Blur in passes. For stronger softening, lift and paint again, or raise the Blur radius.
Smudge along the feature. Drag in the direction you want color to travel — across a seam, along a halo — using a soft, low-opacity brush for the most natural smear.
Mask first for precision. When an edit must stay strictly inside a region, build a mask (e.g. with DynamicLasso) and apply it to the view before painting.
Neutralize local casts. A low-opacity Neutralize brush is a quick way to calm a green or magenta cast in a specific area without touching the rest of the image.
Use the keyboard while painting: Ctrl+Z / Ctrl+Y (and the Shift variants) let us experiment without leaving the image.

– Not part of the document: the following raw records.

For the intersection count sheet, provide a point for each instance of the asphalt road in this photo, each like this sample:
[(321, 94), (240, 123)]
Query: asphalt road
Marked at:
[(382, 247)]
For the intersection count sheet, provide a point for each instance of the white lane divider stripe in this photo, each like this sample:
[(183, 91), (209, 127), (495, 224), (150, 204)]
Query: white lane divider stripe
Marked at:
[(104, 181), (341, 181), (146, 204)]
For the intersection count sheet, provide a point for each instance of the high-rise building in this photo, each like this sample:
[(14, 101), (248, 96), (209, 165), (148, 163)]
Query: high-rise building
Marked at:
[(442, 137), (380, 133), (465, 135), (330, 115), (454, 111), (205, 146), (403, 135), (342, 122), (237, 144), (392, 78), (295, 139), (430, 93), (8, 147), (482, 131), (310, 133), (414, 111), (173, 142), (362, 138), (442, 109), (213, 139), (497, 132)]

Save our work as a process icon. The full sequence of strokes is serialized, so we can drag the instance to a process icon and re-apply or tweak the same painting later.
PAINT MASKS! DynamicPaintbrush was originally conceived as an aid to create freehand masks. The new 2.0 brush engine brought a much larger set of features that are more fit for a "standard" photo editing app than deep-sky image processing. For that reason, when DynamicPaintbrush launches, it's ready for this task. By using the shortcut black and white color pickers, and the standard brush knobs (size, opacity, and softness), if our workflow only uses DynamicPaintbrush for building masks, none of the new features gets in the way.